A membership society whose goal is to advance and to diffuse knowledge of organic evolution and other broad biological principles so as to enhance the conceptual unification of the biological sciences.

“Factors that can affect the spatial positioning of large and small individuals in clusters of sit-and-wait predators”

Posted on

Inon Scharf (Apr 2020)

The spatial distribution of large and small predators living in clusters is not random but depends on various factors

Read the Article

What are the best positions in a cluster of sit-and-wait predators and are small or large predators better at reaching such positions?

Not all predators chase after their prey but instead simply choose an ambush site and then sit and wait for prey to enter their detection range. Such predators usually live in clusters and are restricted to the type of area that provides the best conditions for ambush. In many of these clusters, the best positions are in the periphery, because prey arrive there first. Those predators in the central positions, therefore, catch less prey, as most prey are already intercepted by the predators in peripheral positions. Consequently, whether small or large, all predators should prefer peripheral locations in the cluster. It is common, nonetheless, to observe a difference in the positions within a cluster of small and large predators.
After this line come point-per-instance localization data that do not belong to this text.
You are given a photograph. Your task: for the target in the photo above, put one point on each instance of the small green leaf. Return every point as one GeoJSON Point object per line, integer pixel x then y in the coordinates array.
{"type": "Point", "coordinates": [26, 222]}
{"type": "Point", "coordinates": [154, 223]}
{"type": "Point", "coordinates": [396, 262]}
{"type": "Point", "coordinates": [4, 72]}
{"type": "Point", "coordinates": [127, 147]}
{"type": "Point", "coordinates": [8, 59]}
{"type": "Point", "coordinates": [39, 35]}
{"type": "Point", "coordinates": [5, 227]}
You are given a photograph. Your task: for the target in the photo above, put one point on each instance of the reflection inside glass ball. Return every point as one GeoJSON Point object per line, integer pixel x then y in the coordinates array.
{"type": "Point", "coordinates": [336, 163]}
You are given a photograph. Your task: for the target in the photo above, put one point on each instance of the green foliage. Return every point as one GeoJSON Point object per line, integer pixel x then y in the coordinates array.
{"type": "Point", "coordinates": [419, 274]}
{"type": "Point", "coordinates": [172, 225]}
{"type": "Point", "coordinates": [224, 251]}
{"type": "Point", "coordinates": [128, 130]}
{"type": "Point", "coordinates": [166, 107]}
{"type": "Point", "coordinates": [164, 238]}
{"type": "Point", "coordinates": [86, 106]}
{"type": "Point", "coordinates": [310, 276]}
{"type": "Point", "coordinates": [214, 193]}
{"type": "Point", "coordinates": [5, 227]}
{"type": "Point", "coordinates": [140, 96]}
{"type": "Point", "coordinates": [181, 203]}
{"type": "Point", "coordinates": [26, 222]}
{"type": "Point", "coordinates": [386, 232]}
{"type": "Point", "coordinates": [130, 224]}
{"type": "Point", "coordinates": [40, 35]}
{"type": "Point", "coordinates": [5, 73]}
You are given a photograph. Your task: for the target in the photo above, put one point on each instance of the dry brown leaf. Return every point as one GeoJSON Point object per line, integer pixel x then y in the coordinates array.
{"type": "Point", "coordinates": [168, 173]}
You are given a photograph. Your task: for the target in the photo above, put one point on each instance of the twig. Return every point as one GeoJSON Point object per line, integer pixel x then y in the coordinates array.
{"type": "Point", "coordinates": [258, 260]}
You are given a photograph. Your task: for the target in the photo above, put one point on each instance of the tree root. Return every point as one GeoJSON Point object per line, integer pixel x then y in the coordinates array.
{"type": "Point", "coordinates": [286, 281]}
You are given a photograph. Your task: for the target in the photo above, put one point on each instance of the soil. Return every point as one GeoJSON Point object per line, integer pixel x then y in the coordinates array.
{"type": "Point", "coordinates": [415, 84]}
A simulation model presented the spatial arrangement of such sit-and-wait predators. Small predators only occupied the cluster periphery under certain conditions, such as high prey abundance or low predator density. The reason is that such conditions moderate their need to frequently relocate, as too frequent relocation generally pushes the small predators away from the favorable peripheral positions. Large predators, in contrast, do not relocate so frequently, even when they are located in the cluster’s center, because they are able in any case to capture more prey than small predators. Moreover, any condition that triggers more relocation by large predators will bring them closer to the periphery. The model provides a possible mechanism for the distinct positions within the cluster of small and large predators. The model should be easily testable in systems of sit-and-wait predators, such as pit-building antlion larvae, which construct pit-traps in sand and ambush ants.


Shadow competition, the interception of prey by sit-and-wait predators closest to the source of prey arrival, is prevalent in clusters of sit-and-wait predators. Peripheral positions in the cluster receive more prey and should thus be more frequently occupied. Models predicting spatial positioning in groups, however, usually ignore variability among group members. Here, I used a simulation model to determine conditions under which small and large sit-and-wait predators, which differ in their attack range, should differ in their spatial positions in the cluster. Small predators occupied peripheral positions more frequently than large predators at the simulation beginning, while the opposite held true as time advanced. Due to the large and small attack range of large and small predators respectively, small predators mistakenly relocated away from peripheral positions, while large predators did not relocate fast enough from inferior central positions. Any factor that moderated the frequent relocations of small predators or had the opposite effect on large predators assisted small or large predators respectively to reach the more profitable peripheral positions. Furthermore, any factor elevating shadow competition led to longer occupation of the periphery by large predators. This model may explain why sit-and-wait predators are not homogenously distributed in space according to size.